MONTICELLO ATTORNEY HENRI Shawn gestures during Tuesday’s public meeting on an expansion in Sackett Lake. Shawn represented the developers, Excalibur Partners.

Sackett Lake
Plans Unveiled

By Nathan Mayberg
KIAMESHA LAKE – September 22, 2006 – For most of the members of the Camelot Woods Homeowners Association, things would be just fine if their development stayed the same as it has for the last 15-20 years. A proposed expansion of the development in Sackett Lake by Excalibur Partners, headed by Herbert Weiss, would increase the density of the community by an additional 85 homes on just over 40 acres. That did not sit well at all with the dozens who turned out in opposition to the Planned Unit Development in front of the Town of Thompson Board Tuesday evening.
The public hearing was on phase 3 of the Planned Unit Development, whose first phase originated back in 1982. The developers were represented by local attorney Henri Shawn and engineer Glenn Smith. After a rather intense hearing, when residents expressed hostility to their plans, and Shawn calmly defended his developer, the board told Shawn and Smith to return with more information.

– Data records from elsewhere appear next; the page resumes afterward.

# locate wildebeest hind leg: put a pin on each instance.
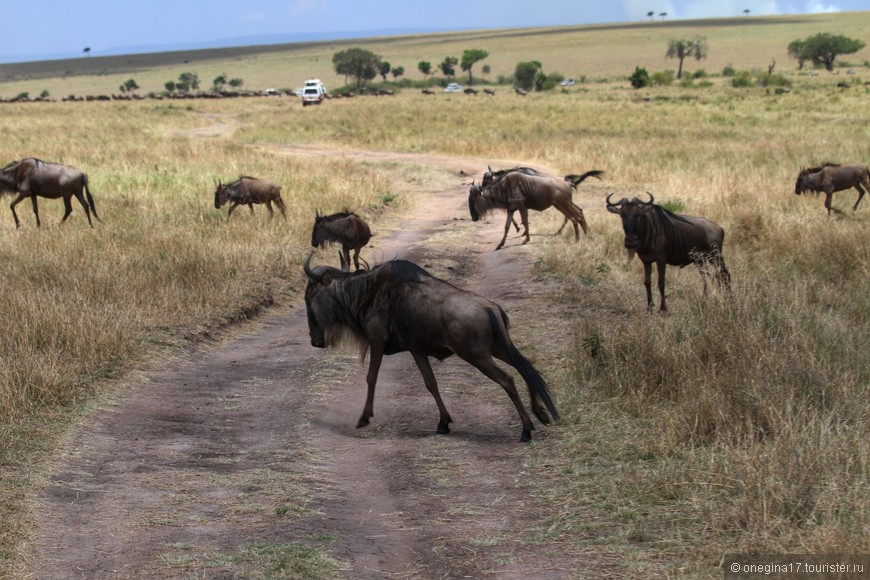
(860, 195)
(431, 384)
(376, 355)
(489, 369)
(87, 208)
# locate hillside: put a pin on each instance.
(596, 52)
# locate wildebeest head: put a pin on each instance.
(473, 196)
(629, 212)
(324, 324)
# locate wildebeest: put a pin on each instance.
(34, 178)
(248, 191)
(661, 236)
(397, 307)
(345, 228)
(523, 188)
(832, 177)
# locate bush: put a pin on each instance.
(663, 78)
(640, 78)
(742, 79)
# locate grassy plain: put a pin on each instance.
(733, 424)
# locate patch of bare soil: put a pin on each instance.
(251, 446)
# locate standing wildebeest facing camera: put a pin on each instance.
(832, 177)
(658, 235)
(36, 178)
(248, 191)
(345, 228)
(523, 188)
(396, 307)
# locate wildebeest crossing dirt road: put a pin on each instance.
(243, 456)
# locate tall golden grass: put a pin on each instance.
(737, 422)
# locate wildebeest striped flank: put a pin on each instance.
(34, 178)
(521, 189)
(248, 191)
(345, 228)
(832, 177)
(397, 307)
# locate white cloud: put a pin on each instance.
(304, 7)
(818, 7)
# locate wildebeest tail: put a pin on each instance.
(90, 197)
(576, 180)
(532, 377)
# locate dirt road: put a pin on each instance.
(242, 454)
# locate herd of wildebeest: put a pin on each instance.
(397, 306)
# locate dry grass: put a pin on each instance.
(736, 423)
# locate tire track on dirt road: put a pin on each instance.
(252, 444)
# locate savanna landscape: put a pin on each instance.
(163, 414)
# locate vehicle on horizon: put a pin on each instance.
(313, 92)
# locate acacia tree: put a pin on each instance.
(822, 49)
(682, 48)
(469, 57)
(358, 63)
(525, 73)
(384, 69)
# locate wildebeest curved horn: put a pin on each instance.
(614, 207)
(314, 276)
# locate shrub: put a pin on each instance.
(742, 79)
(640, 78)
(663, 78)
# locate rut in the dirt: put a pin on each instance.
(253, 443)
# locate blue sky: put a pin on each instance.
(37, 29)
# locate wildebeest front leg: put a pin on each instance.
(524, 216)
(67, 207)
(431, 384)
(376, 355)
(661, 270)
(15, 202)
(828, 198)
(647, 282)
(860, 195)
(85, 206)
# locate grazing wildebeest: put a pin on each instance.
(345, 228)
(523, 188)
(248, 191)
(396, 307)
(658, 235)
(832, 177)
(34, 178)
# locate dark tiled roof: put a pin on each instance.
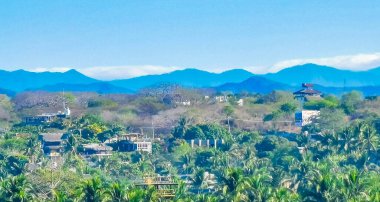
(97, 147)
(307, 91)
(52, 137)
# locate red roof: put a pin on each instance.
(307, 91)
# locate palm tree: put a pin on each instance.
(91, 190)
(284, 195)
(369, 139)
(136, 195)
(231, 179)
(181, 128)
(258, 187)
(199, 179)
(117, 193)
(59, 196)
(353, 184)
(16, 188)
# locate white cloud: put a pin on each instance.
(350, 62)
(122, 72)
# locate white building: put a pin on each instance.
(305, 117)
(222, 98)
(240, 102)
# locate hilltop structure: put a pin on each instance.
(52, 143)
(132, 142)
(307, 93)
(47, 117)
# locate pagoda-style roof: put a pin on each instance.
(51, 137)
(96, 147)
(307, 91)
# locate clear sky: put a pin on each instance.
(139, 37)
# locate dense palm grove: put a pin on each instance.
(336, 158)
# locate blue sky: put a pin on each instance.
(112, 39)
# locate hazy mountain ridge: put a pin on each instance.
(325, 76)
(21, 80)
(99, 87)
(186, 77)
(327, 79)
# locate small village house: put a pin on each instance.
(95, 149)
(307, 93)
(52, 143)
(133, 142)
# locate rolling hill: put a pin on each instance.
(21, 80)
(187, 77)
(98, 87)
(254, 84)
(325, 76)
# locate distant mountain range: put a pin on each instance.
(98, 87)
(327, 79)
(187, 77)
(255, 84)
(21, 80)
(325, 76)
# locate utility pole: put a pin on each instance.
(229, 126)
(153, 128)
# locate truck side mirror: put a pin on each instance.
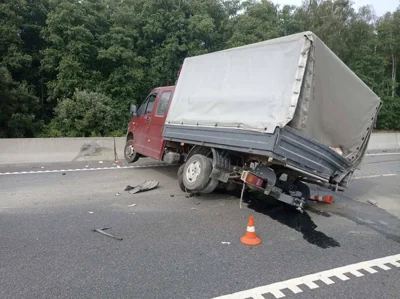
(133, 110)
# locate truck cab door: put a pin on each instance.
(154, 145)
(142, 122)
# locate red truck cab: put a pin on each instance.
(144, 136)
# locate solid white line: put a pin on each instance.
(382, 154)
(83, 169)
(292, 284)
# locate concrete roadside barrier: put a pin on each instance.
(384, 142)
(46, 150)
(42, 150)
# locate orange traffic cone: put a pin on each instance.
(250, 238)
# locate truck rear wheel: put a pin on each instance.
(131, 156)
(210, 187)
(196, 173)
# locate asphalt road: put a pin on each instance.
(172, 245)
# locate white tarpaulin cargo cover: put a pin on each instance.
(258, 87)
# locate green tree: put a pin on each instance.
(84, 114)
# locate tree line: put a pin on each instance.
(72, 67)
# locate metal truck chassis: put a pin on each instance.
(292, 148)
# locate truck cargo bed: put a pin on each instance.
(296, 150)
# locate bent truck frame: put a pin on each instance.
(272, 116)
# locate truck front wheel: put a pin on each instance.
(131, 156)
(196, 173)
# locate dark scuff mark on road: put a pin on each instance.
(292, 218)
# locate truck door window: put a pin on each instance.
(142, 107)
(150, 104)
(163, 103)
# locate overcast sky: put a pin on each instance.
(380, 6)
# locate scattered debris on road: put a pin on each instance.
(102, 231)
(146, 186)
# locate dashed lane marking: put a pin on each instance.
(375, 176)
(323, 278)
(83, 169)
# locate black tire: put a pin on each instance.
(196, 173)
(180, 178)
(131, 156)
(210, 187)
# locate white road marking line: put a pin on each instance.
(327, 280)
(375, 176)
(382, 154)
(292, 284)
(342, 277)
(83, 169)
(295, 289)
(384, 267)
(356, 273)
(311, 285)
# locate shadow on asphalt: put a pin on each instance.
(289, 216)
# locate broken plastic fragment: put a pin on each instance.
(146, 186)
(102, 231)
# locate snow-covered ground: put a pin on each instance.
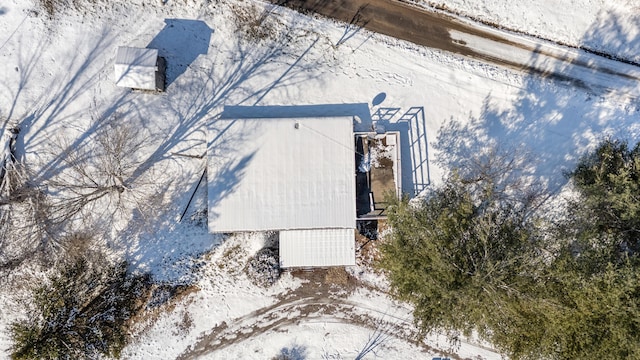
(57, 82)
(599, 25)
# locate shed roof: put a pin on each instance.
(317, 247)
(136, 68)
(281, 174)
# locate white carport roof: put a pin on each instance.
(317, 248)
(281, 174)
(136, 68)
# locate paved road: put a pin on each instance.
(420, 26)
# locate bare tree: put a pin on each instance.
(95, 179)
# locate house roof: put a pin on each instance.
(281, 174)
(317, 247)
(136, 68)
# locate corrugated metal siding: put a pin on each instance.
(317, 248)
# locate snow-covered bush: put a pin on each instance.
(264, 268)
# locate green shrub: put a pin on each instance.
(81, 312)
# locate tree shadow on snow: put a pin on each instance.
(180, 42)
(557, 115)
(191, 110)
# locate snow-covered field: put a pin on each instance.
(57, 82)
(599, 25)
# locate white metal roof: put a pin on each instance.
(136, 68)
(317, 247)
(271, 174)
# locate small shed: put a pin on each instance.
(139, 68)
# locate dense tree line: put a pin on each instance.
(486, 252)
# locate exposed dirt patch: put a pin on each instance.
(432, 29)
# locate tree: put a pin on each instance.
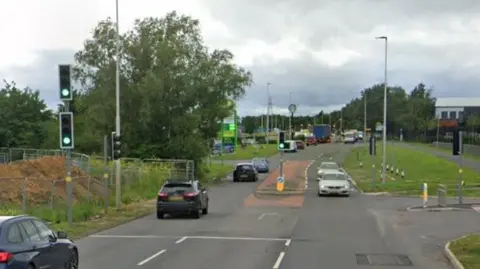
(174, 91)
(23, 115)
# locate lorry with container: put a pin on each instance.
(322, 133)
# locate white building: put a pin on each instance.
(456, 107)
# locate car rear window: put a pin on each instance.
(177, 187)
(245, 167)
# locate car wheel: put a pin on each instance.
(196, 214)
(160, 215)
(73, 263)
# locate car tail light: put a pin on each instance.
(5, 257)
(189, 194)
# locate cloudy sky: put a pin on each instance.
(323, 52)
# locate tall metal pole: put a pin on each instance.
(118, 167)
(364, 114)
(384, 138)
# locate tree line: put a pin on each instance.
(411, 112)
(174, 93)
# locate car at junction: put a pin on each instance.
(182, 197)
(325, 167)
(334, 183)
(245, 172)
(261, 165)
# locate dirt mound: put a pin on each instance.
(41, 177)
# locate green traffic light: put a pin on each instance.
(67, 140)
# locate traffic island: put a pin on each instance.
(464, 252)
(418, 167)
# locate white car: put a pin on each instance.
(326, 167)
(334, 183)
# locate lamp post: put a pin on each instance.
(384, 138)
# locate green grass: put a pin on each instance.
(467, 251)
(250, 152)
(419, 167)
(448, 151)
(89, 215)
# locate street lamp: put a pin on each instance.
(118, 167)
(384, 138)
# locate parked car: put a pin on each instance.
(300, 144)
(182, 197)
(261, 165)
(27, 242)
(245, 172)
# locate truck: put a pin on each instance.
(322, 133)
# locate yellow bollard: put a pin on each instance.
(425, 195)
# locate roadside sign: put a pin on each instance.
(280, 184)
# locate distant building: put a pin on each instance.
(456, 108)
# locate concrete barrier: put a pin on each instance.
(469, 149)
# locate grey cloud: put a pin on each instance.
(43, 74)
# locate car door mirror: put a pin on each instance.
(62, 235)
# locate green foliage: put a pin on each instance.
(174, 92)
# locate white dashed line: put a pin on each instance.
(279, 260)
(181, 240)
(152, 257)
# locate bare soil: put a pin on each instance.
(40, 177)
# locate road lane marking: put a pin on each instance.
(181, 240)
(152, 257)
(279, 260)
(132, 236)
(189, 237)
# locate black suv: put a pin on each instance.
(182, 197)
(245, 172)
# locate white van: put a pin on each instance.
(293, 146)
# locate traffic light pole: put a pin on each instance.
(69, 176)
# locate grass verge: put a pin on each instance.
(89, 216)
(420, 167)
(444, 150)
(250, 152)
(467, 251)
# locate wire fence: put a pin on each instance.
(35, 181)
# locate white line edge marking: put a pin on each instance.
(181, 240)
(152, 257)
(190, 237)
(279, 260)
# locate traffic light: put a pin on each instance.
(117, 152)
(65, 83)
(66, 130)
(281, 140)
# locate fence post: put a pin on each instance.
(425, 195)
(24, 194)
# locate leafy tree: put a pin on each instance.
(24, 117)
(174, 91)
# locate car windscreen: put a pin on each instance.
(178, 188)
(331, 166)
(334, 177)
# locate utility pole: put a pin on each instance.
(118, 165)
(269, 106)
(384, 161)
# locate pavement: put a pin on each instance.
(308, 232)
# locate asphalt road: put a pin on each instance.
(324, 233)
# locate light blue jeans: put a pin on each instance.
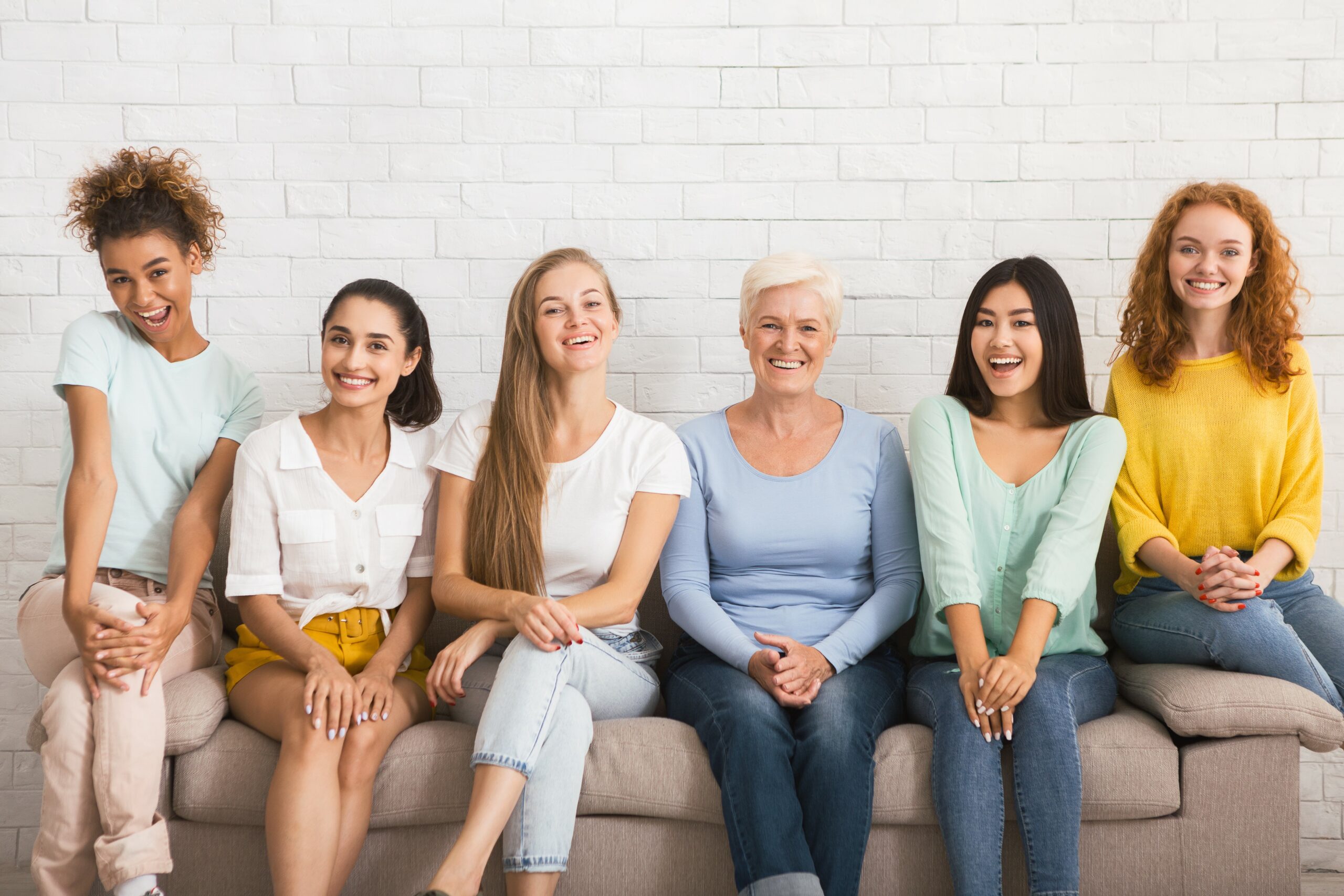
(1294, 632)
(968, 790)
(534, 712)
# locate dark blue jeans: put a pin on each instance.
(1294, 632)
(797, 784)
(968, 789)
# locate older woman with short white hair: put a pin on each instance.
(790, 566)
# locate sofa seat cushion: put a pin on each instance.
(658, 769)
(1131, 770)
(1199, 702)
(194, 703)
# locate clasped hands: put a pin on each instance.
(1223, 582)
(790, 672)
(112, 648)
(992, 690)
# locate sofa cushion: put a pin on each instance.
(194, 703)
(1199, 702)
(1131, 770)
(656, 769)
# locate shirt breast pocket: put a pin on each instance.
(398, 527)
(308, 541)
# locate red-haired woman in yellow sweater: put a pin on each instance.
(1215, 561)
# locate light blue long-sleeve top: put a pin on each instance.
(828, 558)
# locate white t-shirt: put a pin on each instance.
(586, 499)
(299, 535)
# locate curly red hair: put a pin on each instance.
(1264, 318)
(145, 191)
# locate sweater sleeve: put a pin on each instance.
(685, 571)
(1133, 501)
(1066, 556)
(896, 563)
(947, 544)
(1296, 518)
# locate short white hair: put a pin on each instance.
(793, 269)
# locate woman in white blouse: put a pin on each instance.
(330, 563)
(555, 504)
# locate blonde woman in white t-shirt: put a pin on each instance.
(555, 503)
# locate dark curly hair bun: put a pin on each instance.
(145, 191)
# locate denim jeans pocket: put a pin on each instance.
(636, 647)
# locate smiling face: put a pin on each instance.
(1210, 257)
(365, 352)
(575, 321)
(1006, 342)
(788, 339)
(150, 281)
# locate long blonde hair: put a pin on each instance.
(505, 515)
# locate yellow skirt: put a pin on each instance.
(353, 637)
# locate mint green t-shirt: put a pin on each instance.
(166, 418)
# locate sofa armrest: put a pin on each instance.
(1198, 702)
(194, 703)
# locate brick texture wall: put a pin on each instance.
(444, 144)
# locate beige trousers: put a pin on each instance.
(104, 758)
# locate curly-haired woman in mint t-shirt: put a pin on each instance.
(154, 417)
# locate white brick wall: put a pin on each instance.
(445, 144)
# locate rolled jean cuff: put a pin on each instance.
(536, 864)
(791, 884)
(500, 760)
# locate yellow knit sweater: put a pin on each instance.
(1213, 460)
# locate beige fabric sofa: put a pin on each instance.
(1189, 787)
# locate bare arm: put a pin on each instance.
(90, 492)
(647, 530)
(194, 532)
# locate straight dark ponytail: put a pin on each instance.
(414, 402)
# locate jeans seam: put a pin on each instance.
(726, 786)
(550, 702)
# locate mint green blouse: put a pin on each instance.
(995, 544)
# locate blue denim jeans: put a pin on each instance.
(534, 712)
(796, 784)
(1294, 632)
(968, 790)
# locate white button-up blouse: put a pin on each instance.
(298, 535)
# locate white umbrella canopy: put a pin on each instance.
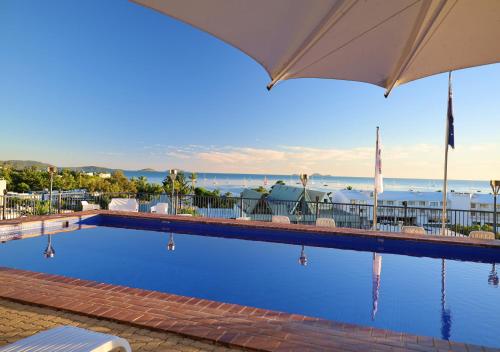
(382, 42)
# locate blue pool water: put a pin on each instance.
(449, 299)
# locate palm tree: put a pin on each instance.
(192, 178)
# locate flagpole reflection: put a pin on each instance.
(445, 313)
(493, 276)
(376, 272)
(303, 257)
(171, 243)
(49, 251)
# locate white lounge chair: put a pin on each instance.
(124, 204)
(414, 230)
(325, 222)
(160, 208)
(69, 339)
(482, 235)
(280, 219)
(89, 206)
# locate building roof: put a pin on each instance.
(482, 198)
(352, 194)
(411, 196)
(291, 193)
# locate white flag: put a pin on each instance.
(379, 179)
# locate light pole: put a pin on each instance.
(173, 176)
(304, 178)
(495, 187)
(49, 252)
(51, 170)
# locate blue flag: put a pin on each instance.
(451, 128)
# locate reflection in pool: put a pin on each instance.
(445, 298)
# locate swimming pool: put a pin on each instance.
(363, 282)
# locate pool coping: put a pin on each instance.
(220, 323)
(449, 240)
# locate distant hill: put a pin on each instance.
(147, 170)
(91, 168)
(22, 164)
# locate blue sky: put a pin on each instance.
(112, 83)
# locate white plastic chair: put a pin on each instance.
(160, 208)
(69, 339)
(325, 222)
(280, 219)
(482, 235)
(124, 204)
(414, 230)
(89, 206)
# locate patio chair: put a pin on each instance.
(417, 230)
(244, 218)
(89, 206)
(280, 219)
(124, 204)
(160, 208)
(69, 339)
(482, 235)
(325, 222)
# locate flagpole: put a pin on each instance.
(375, 190)
(445, 183)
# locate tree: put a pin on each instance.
(192, 178)
(181, 184)
(22, 187)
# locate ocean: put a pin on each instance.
(235, 183)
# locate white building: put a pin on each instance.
(419, 208)
(3, 186)
(481, 207)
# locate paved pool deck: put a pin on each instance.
(218, 323)
(18, 321)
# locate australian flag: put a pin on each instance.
(451, 128)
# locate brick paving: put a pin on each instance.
(18, 321)
(225, 324)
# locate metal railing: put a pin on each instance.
(360, 216)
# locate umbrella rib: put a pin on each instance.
(333, 16)
(416, 47)
(431, 35)
(397, 13)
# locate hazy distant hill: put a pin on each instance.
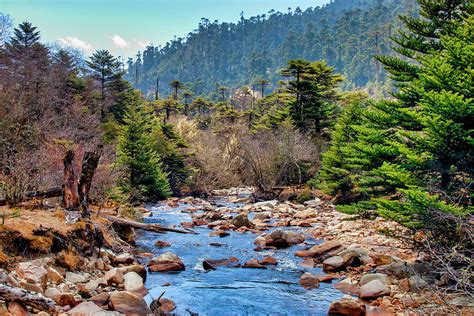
(345, 33)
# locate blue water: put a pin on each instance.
(231, 291)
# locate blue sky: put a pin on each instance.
(126, 26)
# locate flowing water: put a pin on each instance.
(231, 291)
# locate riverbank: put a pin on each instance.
(311, 248)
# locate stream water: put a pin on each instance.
(231, 291)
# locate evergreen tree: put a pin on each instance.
(137, 155)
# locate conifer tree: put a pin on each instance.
(143, 177)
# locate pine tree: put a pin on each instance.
(143, 177)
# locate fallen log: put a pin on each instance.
(14, 294)
(147, 227)
(44, 194)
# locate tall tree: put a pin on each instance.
(143, 177)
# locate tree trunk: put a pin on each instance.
(13, 294)
(89, 165)
(70, 192)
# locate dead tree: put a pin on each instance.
(70, 190)
(89, 165)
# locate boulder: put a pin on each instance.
(309, 281)
(385, 279)
(54, 276)
(231, 262)
(134, 283)
(374, 289)
(253, 263)
(32, 273)
(162, 244)
(124, 258)
(268, 261)
(128, 303)
(65, 299)
(347, 307)
(309, 213)
(242, 220)
(166, 262)
(283, 239)
(17, 309)
(114, 276)
(75, 277)
(85, 308)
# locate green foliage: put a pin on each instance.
(137, 155)
(313, 85)
(344, 33)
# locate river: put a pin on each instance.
(231, 291)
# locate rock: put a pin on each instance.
(268, 261)
(134, 283)
(114, 276)
(101, 299)
(129, 303)
(17, 309)
(253, 263)
(283, 239)
(313, 203)
(166, 262)
(232, 262)
(32, 287)
(92, 285)
(207, 266)
(375, 276)
(124, 258)
(262, 216)
(242, 221)
(32, 273)
(374, 289)
(75, 277)
(54, 276)
(162, 306)
(333, 264)
(324, 249)
(85, 308)
(65, 299)
(52, 292)
(270, 204)
(309, 281)
(219, 233)
(305, 214)
(347, 307)
(162, 244)
(137, 268)
(348, 286)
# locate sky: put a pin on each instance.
(125, 27)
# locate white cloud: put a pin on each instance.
(119, 41)
(75, 42)
(143, 44)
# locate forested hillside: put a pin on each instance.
(344, 33)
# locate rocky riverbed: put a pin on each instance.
(269, 257)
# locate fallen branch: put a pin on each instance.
(147, 227)
(14, 294)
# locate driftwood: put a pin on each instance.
(89, 165)
(147, 227)
(45, 194)
(14, 294)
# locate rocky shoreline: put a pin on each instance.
(380, 274)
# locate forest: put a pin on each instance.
(346, 34)
(341, 124)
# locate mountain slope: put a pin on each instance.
(345, 33)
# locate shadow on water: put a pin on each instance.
(231, 291)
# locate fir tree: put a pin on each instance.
(143, 177)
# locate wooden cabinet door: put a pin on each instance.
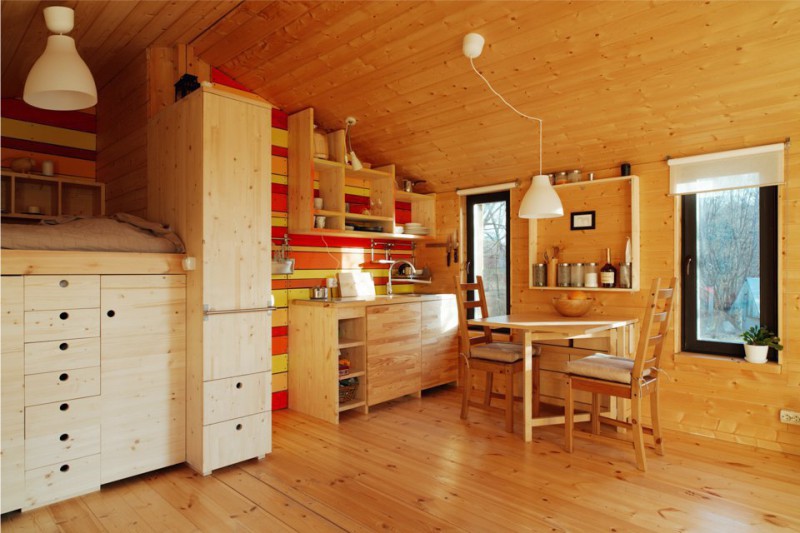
(12, 361)
(393, 351)
(143, 360)
(439, 341)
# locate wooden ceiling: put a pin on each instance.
(611, 80)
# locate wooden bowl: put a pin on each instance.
(572, 308)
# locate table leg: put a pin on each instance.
(527, 380)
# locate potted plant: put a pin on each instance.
(758, 340)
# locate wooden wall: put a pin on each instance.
(718, 397)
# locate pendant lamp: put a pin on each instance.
(541, 200)
(60, 80)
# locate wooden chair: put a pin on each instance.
(482, 353)
(626, 378)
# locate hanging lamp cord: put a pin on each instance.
(517, 111)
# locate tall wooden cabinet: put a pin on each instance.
(209, 174)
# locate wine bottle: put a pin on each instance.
(608, 274)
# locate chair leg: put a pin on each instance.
(636, 430)
(656, 421)
(568, 416)
(487, 392)
(509, 400)
(595, 413)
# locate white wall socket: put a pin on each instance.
(790, 417)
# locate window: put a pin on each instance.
(730, 273)
(487, 247)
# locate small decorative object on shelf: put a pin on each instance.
(758, 340)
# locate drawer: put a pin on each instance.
(61, 324)
(62, 480)
(59, 386)
(239, 439)
(235, 397)
(61, 292)
(52, 356)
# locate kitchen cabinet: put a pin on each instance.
(209, 178)
(615, 203)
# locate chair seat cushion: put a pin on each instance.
(504, 352)
(603, 366)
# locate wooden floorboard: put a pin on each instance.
(413, 465)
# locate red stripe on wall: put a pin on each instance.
(71, 120)
(33, 146)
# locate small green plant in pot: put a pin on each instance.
(758, 340)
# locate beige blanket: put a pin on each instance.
(119, 233)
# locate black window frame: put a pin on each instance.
(768, 257)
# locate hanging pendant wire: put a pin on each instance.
(517, 111)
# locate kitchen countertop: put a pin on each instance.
(377, 300)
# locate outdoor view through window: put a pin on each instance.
(728, 276)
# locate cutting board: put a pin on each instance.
(358, 284)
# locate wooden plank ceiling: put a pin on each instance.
(609, 79)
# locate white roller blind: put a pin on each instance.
(735, 169)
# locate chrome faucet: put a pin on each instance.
(391, 267)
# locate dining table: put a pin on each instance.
(543, 326)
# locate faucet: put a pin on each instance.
(391, 267)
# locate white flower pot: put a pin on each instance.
(755, 354)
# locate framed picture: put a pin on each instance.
(581, 220)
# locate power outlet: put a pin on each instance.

Councilman William Rieber and Supervisor Anthony Cellini were both upset with the lack of concrete plans or maps presented at the hearing. Smith said he would give the board a map in the next week. Cellini said he and town engineer Richard McGoey have concerns about the project. The public hearing was closed although written comments to the board will be accepted over the next thirty days. The representatives of the developers will be expected to appear in front of the board again with more detailed plans and a better presentation.
Currently, the development totals over 164 units. The proposal would bring the total amount to 249 units, the limit they can build without undergoing a federal review, said Shawn.
The planning board has given conditional site plan approval. The developers still need to meet water, sewer and parking requirements, as well as obtain permits from regulatory agencies.
One of the major sticking points between the two sides is over the existing clubhouse. Association members say the clubhouse would not be able to handle the additional population, and certainly not its parking lot. Weiss was negotiating with members of the homeowner’s board over this issue, but they did not reach an agreement. According to Shawn, Weiss offered the community a $180,000 interest-free loan to renovate the clubhouse.
The association is being represented by local attorney Marvin Newberg. Newberg called for a full SEQRA review of the project by the board. After the meeting, town attorney Michael Mednick asked Smith to begin the SEQRA process, but indicated he may not need to go through the long form of the SEQRA review.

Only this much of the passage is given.